Path B was damage control. It would mean for me to humble myself, stifle my clamouring needs and accept that while I was depressingly unhappy , I could continue to pretend everything was ok and just stay where I was. It would mean settling, but it would offer a sense of stability and familiarity even if it was painful.

Truth is, both paths were painful.

After much deliberation, I choose Path A, simply because that path allowed me to heal. It allowed me to be accountable for my life, to realize that only I had the power to design my life and it showed up just how much I had given up on actually designing a life of joy. I chose a path of enlightenment and peace.

And it SUCKED so badly!

This path was filled with resolutions and I did not enjoy them at all. It felt like how I imagine a werewolf transformation would be like and very often I wanted out of this burning body and mind.

My transformation came with lots of tears, screaming, despondency and failures.  I second guessed myself, opened the floodgates of my doubts daily until I learnt that I could corral them and have a conversation with them.

It was a Path to learning and while not every lesson was painful, they were all necessary.

Even on the days that I thought it’d be easier to just die,  a steadily growing larger part of me would remind me that death was the end of this game. I would be choosing to NEVER change anything and so I stayed.

As I learnt to reconnect with myself, I grew more comfortable in my skin, and started facing my insecurities and harsh truths head on. I started to take responsibility for my actions and critically dissected my people-pleasing ways. I forgave myself and those who were culpable in the various stories along with me, because at that time, I recognise that we did not know any better.

I started to see the world and understand it’s machinations differently; this lead to being able to draw and attract more like minded people than ever before and my energy increased positively.

Suddenly, I had no time for negativity, no time for desperate actions and no time for self-castigation. I was having fun again, had even dared to introduce it to my work ethic, I started to actually put my health and well-being first and I began to truly actively listen to what the Universe was showing me daily.

I’m still a student of life and I’m open to learning more daily and trying new things because I can.

I’m no longer hung up on success or failure, because either way I’m winning.

And so as I sit here, the day after one of my BFF’s got married to a lovely lady, I reflect on this year and realize that I harvested many things.

I was invited to and gave my first coaching session to lovely young ladies looking for direction. I published at least 8 books that I’d written. I interacted with more entrepreneurs than ever before; I stood up for myself finally. I started working out not because I want to look a certain way, but because I wanted to be stronger and healthier and I reconnected to friends and family.

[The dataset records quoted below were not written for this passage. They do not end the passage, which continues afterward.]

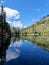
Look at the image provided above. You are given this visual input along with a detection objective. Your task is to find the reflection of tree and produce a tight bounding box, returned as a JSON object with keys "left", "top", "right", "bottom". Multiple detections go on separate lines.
{"left": 0, "top": 36, "right": 11, "bottom": 65}
{"left": 0, "top": 5, "right": 11, "bottom": 65}
{"left": 11, "top": 35, "right": 20, "bottom": 43}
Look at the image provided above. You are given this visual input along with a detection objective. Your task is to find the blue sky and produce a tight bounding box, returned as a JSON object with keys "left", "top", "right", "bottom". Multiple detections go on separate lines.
{"left": 0, "top": 0, "right": 49, "bottom": 28}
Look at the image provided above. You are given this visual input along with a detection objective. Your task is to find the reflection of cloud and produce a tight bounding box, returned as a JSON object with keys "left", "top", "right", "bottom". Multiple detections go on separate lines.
{"left": 6, "top": 49, "right": 20, "bottom": 62}
{"left": 6, "top": 40, "right": 23, "bottom": 62}
{"left": 10, "top": 40, "right": 23, "bottom": 47}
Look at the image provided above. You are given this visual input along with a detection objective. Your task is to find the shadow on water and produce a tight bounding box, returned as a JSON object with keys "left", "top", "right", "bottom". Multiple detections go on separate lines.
{"left": 0, "top": 36, "right": 11, "bottom": 65}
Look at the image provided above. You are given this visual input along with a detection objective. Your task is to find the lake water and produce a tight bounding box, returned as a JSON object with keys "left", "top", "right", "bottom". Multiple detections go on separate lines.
{"left": 0, "top": 36, "right": 49, "bottom": 65}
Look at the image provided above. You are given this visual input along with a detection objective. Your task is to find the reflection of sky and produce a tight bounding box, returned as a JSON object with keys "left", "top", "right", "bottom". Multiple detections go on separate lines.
{"left": 6, "top": 40, "right": 23, "bottom": 62}
{"left": 5, "top": 40, "right": 49, "bottom": 65}
{"left": 6, "top": 39, "right": 42, "bottom": 62}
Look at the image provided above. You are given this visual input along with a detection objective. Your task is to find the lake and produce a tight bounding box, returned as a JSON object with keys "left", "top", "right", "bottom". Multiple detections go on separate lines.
{"left": 0, "top": 36, "right": 49, "bottom": 65}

I became much more open about sharing my life, because I see those situations much differently now and I’m proud of my accomplishments. I’m proud that each day I wake up happy.

I’m proud that I know that every time I open my eyes there is an opportunity for my life to get so much better always.

I harvested gratitude this year, acceptance of myself and while this journey was tough, rough and insane, I also realise that I loved it all. I love who in all of those moments I chose to be, because that is fueling the me of today and tomorrow.

So as I say goodbye to 2019 and thank it for it’s lessons and as I say farewell to the last decade and be in awe of the girl who undertook those chapters, I look forward to the beginning of a whole new decade filled with the lessons learnt, real self love and the opening act of a new decade script.

Season’s Greetings and Happy New Year loves!